Seleção Universitária

17 de junho de 2013 | 19h03

Longe de casa, trinta africanos acompanharam a goleada de 6 a 1 contra o Taiti, pela Copa das Confederações

Renato Machado – Seleção Universitária – especial para o Estado

SÃO PAULO – A rotina da comunidade nigeriana da capital paulista mudou um pouco nesta segunda-feira, 17. Por conta da estreia do país na Copa das Confederações, africanos deixaram seus deveres para assistir ao jogo em um restaurante no centro da cidade. Eternamente ligados à pátria que deixaram, eles buscam na convivência com os irmãos de terra manter o elo com o que ficou para trás: o futebol é a ferramenta. O jogo entre Nigéria e Taiti não foi um primor técnico, mas os seis gols marcados pela equipe atual campeã da Copa Africana de Nações colocaram o sorriso nos rostos daqueles que vivem tão longe de casa.

 

Nigerianos em São Paulo se divertem com goleada do Taiti (Renato Machado/Seleção Universitária)

 

O local da festa improvisada foi a região da Praça da República, centro de São Paulo, onde normalmente a colônia nigeriana se reúne pelos negócios e pelas celebrações. Mais precisamente nas ruas Conselheiro Nébias e Guaianases, onde também estão os cortiços em que moram. A alteração no dia a dia, porém, não mudou o cardápio. No copo, conhaque, no prato, akpy-ofe. A refeição típica é feita de carne de frango na panela com molho de onygby (uma planta comum na costa oeste da África) e acompanha uma massa de pão, o akpy, usada para embeber o caldo restante no prato. Tudo isso ingerido com muito gosto apenas com o uso das mãos. Ao final, os dedos com o óleo da iguaria recebem uma bacia d’água, na própria mesa, para a limpeza apropriada.

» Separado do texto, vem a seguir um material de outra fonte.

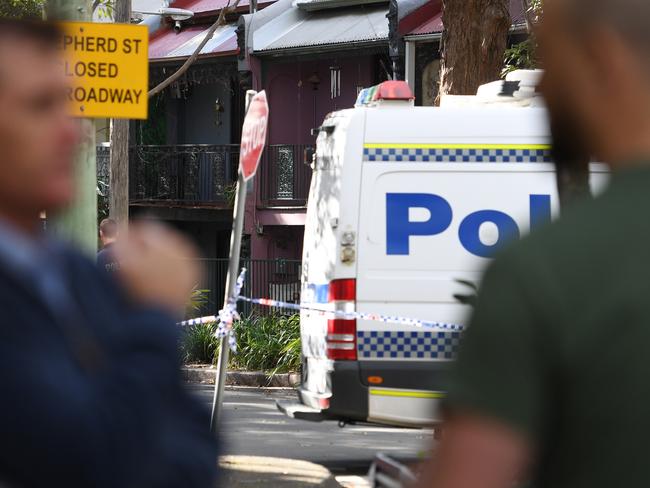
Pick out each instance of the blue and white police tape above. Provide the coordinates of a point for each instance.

Os nigerianos chegavam, cada um em seu horário, todos pelo motivo maior: ver a seleção da Nigéria. Olhos atentos na TV, é a entrada dos jogadores em campo – primeira participação da equipe na Copa das Confederações desde a edição de 1995, quando o torneio ainda se chamava Copa Rei Fahd. Os trinta nigerianos que se juntaram para assistir à partida não haviam combinado. Iam chegando aos poucos, durante o jogo. Dentre eles, as gargalhadas do moço baixo, careca e de olhos vivos chamava atenção.

Há sete anos no brasil, Phillip Ntuba, deixou a cidade de Ino State com sua filha, em busca de oportunidades no comércio informal. “Viemos para vender correntes, relógios, essas coisas”, disse Philip, que afirmou estar feliz com a vinda para o Brasil. “Na Nigéria, todos falam que aqui tem boas oportunidades”, conta. Em cada gol da seleção nigeriana, enquanto seus amigos riam e comemoravam, o simpático comerciante se levantava e celebrava com uma malemolente dança, girando em torno do próprio eixo.”É muito fraca”, brincou em relação à amadora seleção do Taiti.

Ao longo de toda a partida, os nigerianos discutiam, gritavam, comentavam os lances e gesticulavam a forma como deveria ter saído a jogada. O adversário não assustava os cerca de 30 torcedores presentes, a pequena seleção do Taiti conseguia apenas tirar algumas risadas por conta de suas falhas. Nos lances de gols perdidos, alguns palavrões surgiam. Toda essa comunicação era feita por meio do igbo – dialeto que dá nome ao povo que vive em grande parte da Nigéria, Camarões e Guiné Equatorial – , em inglês – língua oficial do país – e também em português. Mas os xingamentos não foram muito necessários, já que a vitória foi tranquila.

Ao final da partida, Phillip se empolgou com o placar. “Contra Uruguai e Espanha? Vai dar Nigéria.”